The decision came following a decline in China's long-term treasury bond yields. Recently, yields on 30-year treasury bonds fell below 2.5 percent, and 10-year yields dropped below 2.3 percent, attracting significant market attention.
According to Wang Qing, an analyst at Golden Credit Rating, after borrowing treasury bonds from primary dealers, the PBOC can sell these bonds in the secondary market, thereby reducing bond prices and driving up related yields.
China's central bank has repeatedly warned about the risk of low yields on medium to long-term treasury bonds since April.
Pan Gongsheng, governor of the PBOC, last month emphasized the importance of maintaining a normal upward-sloping yield curve to preserve market investment incentives.

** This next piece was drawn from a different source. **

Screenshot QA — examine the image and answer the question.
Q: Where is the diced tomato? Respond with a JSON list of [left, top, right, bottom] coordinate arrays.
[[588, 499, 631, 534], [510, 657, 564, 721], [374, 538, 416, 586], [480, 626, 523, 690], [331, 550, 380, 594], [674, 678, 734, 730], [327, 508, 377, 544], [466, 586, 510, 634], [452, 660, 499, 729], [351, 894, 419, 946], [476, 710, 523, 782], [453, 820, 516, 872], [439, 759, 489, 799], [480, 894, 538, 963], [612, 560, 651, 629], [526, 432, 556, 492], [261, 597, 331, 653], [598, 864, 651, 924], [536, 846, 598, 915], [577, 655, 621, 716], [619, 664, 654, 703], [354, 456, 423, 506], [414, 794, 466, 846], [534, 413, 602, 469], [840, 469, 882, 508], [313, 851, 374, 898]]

Analysts lauded the timing of the announcement, noting that it aims to mitigate potential disruptions linked to end-of-quarter and mid-year periods, thereby ensuring market stability. Meanwhile, by providing notice in advance, the PBOC also aimed to reduce speculative activities in the treasury bond market.
Analysts predict the central bank will primarily borrow medium to long-term government bonds with maturities of 10 years or more. The borrowing scale and the timing will be determined based on the bond market conditions.
Over the past decade, China has diversified its methods for managing liquidity, developing mechanisms such as open market operations and the medium-term lending facility.
The central bank is working with the Ministry of Finance to include treasury bond trading in its open market operations, Pan said last month, noting that the process will be gradual.
Analysts have clarified that these trading operations do not indicate a move towards quantitative easing.
According to Pan, incorporating treasury bond trading into the monetary policy toolkit aims to serve as a channel to increase the monetary base and manage liquidity, and this approach involves both buying and selling bonds.